Decade-long North Dakota diesel spill cleanup nearing completion
MANDAN, N.D. (AP) — The city of Mandan this spring plans to shut down nearly all of the wells that have been sucking up an underground diesel fuel spill for nearly a decade.
The spill was discovered in 1984. BNSF Railway agreed 20 years later to pay more than $30 million in cash and real estate to settle a lawsuit brought by the city and state. The railroad did not admit to any liability in the deal, which was the largest environmental settlement in North Dakota history.
The city used some of the money to hired Leggette, Brashears & Graham Inc., to handle the cleanup of the spill that was estimated at as much as 4 million gallons. The consultant installed about 300 recovery wells downtown to go with another 60 that had previously been installed by BNSF and other contractors before LBG was hired in 2004.

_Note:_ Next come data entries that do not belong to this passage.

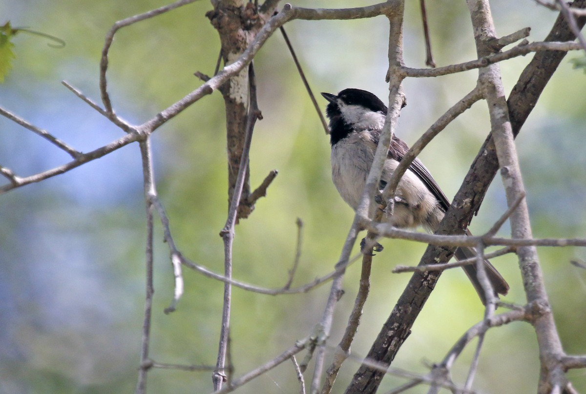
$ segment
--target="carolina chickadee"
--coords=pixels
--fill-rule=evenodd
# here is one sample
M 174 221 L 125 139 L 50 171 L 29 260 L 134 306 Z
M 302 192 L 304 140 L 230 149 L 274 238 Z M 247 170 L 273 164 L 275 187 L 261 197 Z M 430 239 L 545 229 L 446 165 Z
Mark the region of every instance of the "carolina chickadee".
M 322 95 L 329 102 L 326 114 L 329 118 L 332 179 L 342 198 L 355 211 L 370 170 L 387 108 L 374 94 L 359 89 L 345 89 L 338 95 L 329 93 Z M 393 136 L 381 176 L 381 190 L 408 150 L 405 142 Z M 445 194 L 418 159 L 411 163 L 401 179 L 396 195 L 393 215 L 385 220 L 398 228 L 423 226 L 435 232 L 449 207 Z M 470 234 L 468 231 L 466 233 Z M 463 260 L 475 256 L 476 252 L 471 248 L 459 248 L 455 255 L 458 260 Z M 509 291 L 506 281 L 488 260 L 485 261 L 485 267 L 495 293 L 506 294 Z M 484 291 L 476 277 L 476 266 L 472 264 L 464 268 L 484 302 Z

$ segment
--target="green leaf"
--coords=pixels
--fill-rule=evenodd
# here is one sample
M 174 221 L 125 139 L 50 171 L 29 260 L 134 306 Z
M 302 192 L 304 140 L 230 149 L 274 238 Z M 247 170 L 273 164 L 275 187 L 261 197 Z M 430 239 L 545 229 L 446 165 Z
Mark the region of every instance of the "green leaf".
M 14 54 L 14 44 L 11 41 L 16 30 L 7 22 L 0 26 L 0 83 L 4 82 L 4 78 L 12 67 L 12 59 L 16 58 Z

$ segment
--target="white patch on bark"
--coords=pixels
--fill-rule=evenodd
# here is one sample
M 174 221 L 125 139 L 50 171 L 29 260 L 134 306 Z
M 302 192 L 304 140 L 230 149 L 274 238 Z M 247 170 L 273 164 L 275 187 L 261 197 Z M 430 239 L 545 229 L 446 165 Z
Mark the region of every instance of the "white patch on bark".
M 228 63 L 235 61 L 240 54 L 229 53 Z M 230 83 L 230 97 L 238 103 L 248 105 L 248 68 L 244 67 L 237 75 L 232 77 Z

LBG Senior Vice President Tim Kenyon said the city has gone from a 4 feet deep pool of diesel under a large part of the downtown area to only a handful of wells still collecting fuel. He said 322 wells will be shut down this spring, monitored for a year and likely decommissioned in spring 2015, according to The Bismarck Tribune.
Fifty-five wells will continue to operate because there are some pockets of diesel left. Those will continue to be monitored, Kenyon said.
“The best case is we’ll be decommissioning those wells in the summer of 2016, and we’ll be out of your hair and the Mandan remediation will be complete,” he said.
City commissioner Sandra Tibke said the decommissioning of all of the wells will mark the end of “a lot of difficult years.”